They returned to Mexico later in January for the video shoot of “She Was Hot.” Julian Temple's piece featured Charlie as a talent agent and the voluptuous Broadway dancer Anita Morris doing Jayne Mansfield's bosomy sex goddess part in
The Girl Can't Help It.
As flaming Ms. Morris undulated to the song, the buttons of the band's bulging trousers popped off, an image that proved too risqué for MTV, which banned the video when “She Was Hot” was released that winter.

In February, Bill Wyman started dating Mandy Smith, aged thirteen, whom he had spotted dancing with her sister at the British Rock Awards at the Lyceum Theater in London. Mandy looked ten years older, and Bill—forty-eight years old and single for the first time in years—fell hard. “I was totally besotted by Mandy the minute I saw her.” He sent Julian Temple over to arrange an introduction, then showed up at her family's home to ask permission of her mother to see her. Mandy Smith's real age stayed a well-kept secret for two years as Bill took her around with him. When the British press found out, the Bill and Mandy saga became a staple of the tabloids, tinged with ridicule for the supposedly menopausal Stones.

                

Walter Yetnikoff
managed to convince Mick Jagger that his first solo album should be the first record released by Columbia under the Stones' new contract. Keith was apoplectic. “If he tours with another band,” he hissed in an interview, “I'll slit his fucking throat.” Undaunted, Jagger pressed on. After the birth of his third daughter, Elizabeth Scarlett Jagger, on March 2, 1984, he took his family to the Bahamas, where he would later record, then on to Mustique, where he wrote the bulk of
She's the Boss.

In April, Keith took Patti to Point of View, his house above Ocho Rios on Jamaica's north coast. The idea was for the young marrieds to work on a baby, but the house had been occupied by a disgruntled Peter Tosh. Tosh had made two more albums (
Mystic Man
and
Wanted Dread or Alive
) for the Stones' label, but sales had fallen and the reggae star had stopped touring. Blasted on potent strains of Jamaica herb like Goatshit and Lamb's Breath, Tosh was irrationally claiming the Stones owed him millions. He was squatting at Point of View with an entourage of Rasta ganja traders and a flock of goats when Keith called him from the airport in Montego Bay and told him to get out. Tosh told Keith he'd be waiting with his AK-47.

Keith: “Then you better learn how to put the fucking magazine in, Peter, because I'll be there in an hour.”
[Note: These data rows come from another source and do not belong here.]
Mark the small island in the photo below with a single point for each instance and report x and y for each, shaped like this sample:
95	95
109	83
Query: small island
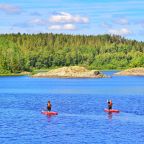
132	72
71	72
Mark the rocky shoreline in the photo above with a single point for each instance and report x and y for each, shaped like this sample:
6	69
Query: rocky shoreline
132	72
71	72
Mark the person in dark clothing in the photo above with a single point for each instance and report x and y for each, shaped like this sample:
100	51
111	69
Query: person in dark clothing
110	104
49	106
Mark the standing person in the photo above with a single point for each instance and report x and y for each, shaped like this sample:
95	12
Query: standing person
49	106
110	104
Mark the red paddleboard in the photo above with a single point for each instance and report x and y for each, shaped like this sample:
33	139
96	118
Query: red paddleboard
111	110
49	113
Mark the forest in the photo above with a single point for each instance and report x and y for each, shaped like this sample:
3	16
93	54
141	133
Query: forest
28	52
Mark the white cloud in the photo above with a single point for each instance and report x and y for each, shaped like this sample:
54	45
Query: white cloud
64	17
9	8
106	25
62	27
38	21
122	21
122	31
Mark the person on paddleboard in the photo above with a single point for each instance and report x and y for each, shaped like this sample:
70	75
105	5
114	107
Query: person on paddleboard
109	104
49	106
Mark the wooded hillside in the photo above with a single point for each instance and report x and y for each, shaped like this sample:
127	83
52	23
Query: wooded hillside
25	52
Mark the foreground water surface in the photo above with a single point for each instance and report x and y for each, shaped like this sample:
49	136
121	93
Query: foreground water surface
80	104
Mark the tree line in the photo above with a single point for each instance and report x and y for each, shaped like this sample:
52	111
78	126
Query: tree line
26	52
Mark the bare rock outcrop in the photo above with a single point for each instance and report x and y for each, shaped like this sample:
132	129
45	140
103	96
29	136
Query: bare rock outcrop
71	72
132	72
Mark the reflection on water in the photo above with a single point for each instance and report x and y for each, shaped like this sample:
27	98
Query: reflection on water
80	104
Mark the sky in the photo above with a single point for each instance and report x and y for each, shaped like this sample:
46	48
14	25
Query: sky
88	17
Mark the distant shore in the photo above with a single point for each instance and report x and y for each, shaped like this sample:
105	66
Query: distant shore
71	72
132	72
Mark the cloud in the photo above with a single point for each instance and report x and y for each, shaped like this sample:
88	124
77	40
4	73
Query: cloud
35	14
121	21
62	27
10	9
122	31
38	21
64	17
106	25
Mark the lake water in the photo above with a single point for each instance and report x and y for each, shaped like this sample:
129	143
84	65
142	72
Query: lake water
80	104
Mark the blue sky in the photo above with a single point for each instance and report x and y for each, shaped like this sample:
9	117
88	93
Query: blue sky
90	17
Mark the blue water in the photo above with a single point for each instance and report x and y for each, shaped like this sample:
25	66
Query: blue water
80	103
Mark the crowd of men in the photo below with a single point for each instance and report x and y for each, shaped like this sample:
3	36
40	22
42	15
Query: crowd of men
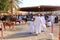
39	22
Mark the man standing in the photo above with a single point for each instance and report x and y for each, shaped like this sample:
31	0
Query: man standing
43	22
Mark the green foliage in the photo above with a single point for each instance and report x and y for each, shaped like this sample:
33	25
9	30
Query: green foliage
5	5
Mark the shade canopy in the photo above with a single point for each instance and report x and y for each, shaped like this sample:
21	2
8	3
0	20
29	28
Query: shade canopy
40	8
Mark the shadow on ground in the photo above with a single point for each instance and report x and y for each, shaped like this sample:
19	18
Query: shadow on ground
19	35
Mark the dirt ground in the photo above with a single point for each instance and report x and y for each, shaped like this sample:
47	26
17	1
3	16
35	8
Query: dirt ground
21	32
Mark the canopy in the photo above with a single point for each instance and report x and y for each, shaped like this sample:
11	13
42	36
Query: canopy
40	8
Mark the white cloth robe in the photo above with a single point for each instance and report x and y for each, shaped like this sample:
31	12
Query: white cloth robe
31	26
37	25
43	22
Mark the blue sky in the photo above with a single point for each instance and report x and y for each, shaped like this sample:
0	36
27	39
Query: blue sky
27	3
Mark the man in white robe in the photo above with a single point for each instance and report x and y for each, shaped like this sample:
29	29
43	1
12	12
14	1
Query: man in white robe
43	23
37	25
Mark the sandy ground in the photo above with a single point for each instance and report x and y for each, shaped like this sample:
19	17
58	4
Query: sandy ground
21	32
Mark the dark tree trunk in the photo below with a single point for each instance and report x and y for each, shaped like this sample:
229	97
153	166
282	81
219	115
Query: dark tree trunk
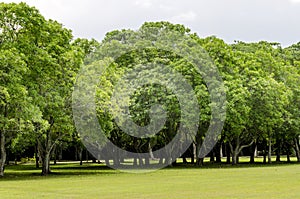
46	163
278	150
228	153
200	161
3	153
288	156
218	152
253	153
270	150
212	156
80	154
296	144
37	157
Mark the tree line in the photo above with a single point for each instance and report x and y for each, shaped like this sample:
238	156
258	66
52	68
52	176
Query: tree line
40	60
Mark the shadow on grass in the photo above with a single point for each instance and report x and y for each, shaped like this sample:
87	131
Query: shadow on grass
68	170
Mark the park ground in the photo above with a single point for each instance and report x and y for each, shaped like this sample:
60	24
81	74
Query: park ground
70	180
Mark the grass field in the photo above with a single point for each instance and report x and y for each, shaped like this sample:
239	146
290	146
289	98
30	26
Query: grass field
98	181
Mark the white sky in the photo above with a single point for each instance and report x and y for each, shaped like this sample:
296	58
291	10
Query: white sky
246	20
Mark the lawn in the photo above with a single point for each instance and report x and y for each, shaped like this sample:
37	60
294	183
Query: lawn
98	181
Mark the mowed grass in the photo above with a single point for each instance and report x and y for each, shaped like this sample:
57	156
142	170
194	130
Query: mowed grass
98	181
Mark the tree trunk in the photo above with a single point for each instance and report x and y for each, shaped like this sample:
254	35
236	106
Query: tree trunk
37	157
234	157
270	151
288	156
80	155
278	150
46	163
296	140
228	153
253	153
3	153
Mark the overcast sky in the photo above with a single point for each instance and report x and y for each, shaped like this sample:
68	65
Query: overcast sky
246	20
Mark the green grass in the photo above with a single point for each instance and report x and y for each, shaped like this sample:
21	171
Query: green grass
98	181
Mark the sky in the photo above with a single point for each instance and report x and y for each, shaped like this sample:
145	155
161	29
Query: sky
243	20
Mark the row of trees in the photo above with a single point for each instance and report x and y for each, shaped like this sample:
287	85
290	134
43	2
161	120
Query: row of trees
261	82
39	61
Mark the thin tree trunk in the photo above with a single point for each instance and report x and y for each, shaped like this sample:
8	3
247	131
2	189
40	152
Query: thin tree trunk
253	153
278	150
46	163
37	157
228	153
3	153
80	155
270	151
296	142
When Keith arrived, he found his house completely trashed, with goat shit everywhere. He never spoke to Tosh again. A little while later, Tosh told a Philadelphia radio interviewer that he would cut Mick Jagger's throat the next time he saw him. Time passed, and one day Tosh dropped by one of Mick's solo sessions in New York. Mick saw Tosh through the glass and stopped working. He ran into the control room, bared his throat, and taunted Tosh. “Here, man. You wanna fucking kill me? Go ahead and do it
now.
Let's get it over with.”

Soon Peter Tosh was asking for his release from Rolling Stones Records. In 1987, he was murdered during a robbery at his home in Kingston.

In May 1984, Mick and Michael Jackson cut a riff-banging rock song called “State of Shock” for the Jackson brothers' album
Victory.
Michael insisted on singing two hours of scales with Mick before recording because he felt Jagger was singing flat. The simple chant was done in two takes. Released as a single, it went to no. 3, which Mick thought auspicious. Mick then returned to Compass Point in the Bahamas to make his solo record with producers Nile Rogers (Chic, Bowie, Madonna) and Bill Laswell. Jeff Beck played a lot of guitar, and Jagger also recruited Herbie Hancock, Peter Townshend, Jan Hammer, and “Fly and Rob-Me,” as Peter Tosh called his old bandmates Sly and Robbie. The sessions continued through the year as Jagger, now a huge fan of Prince's megaselling “Purple Rain,” sought to apply a similar sheen to his big solo debut.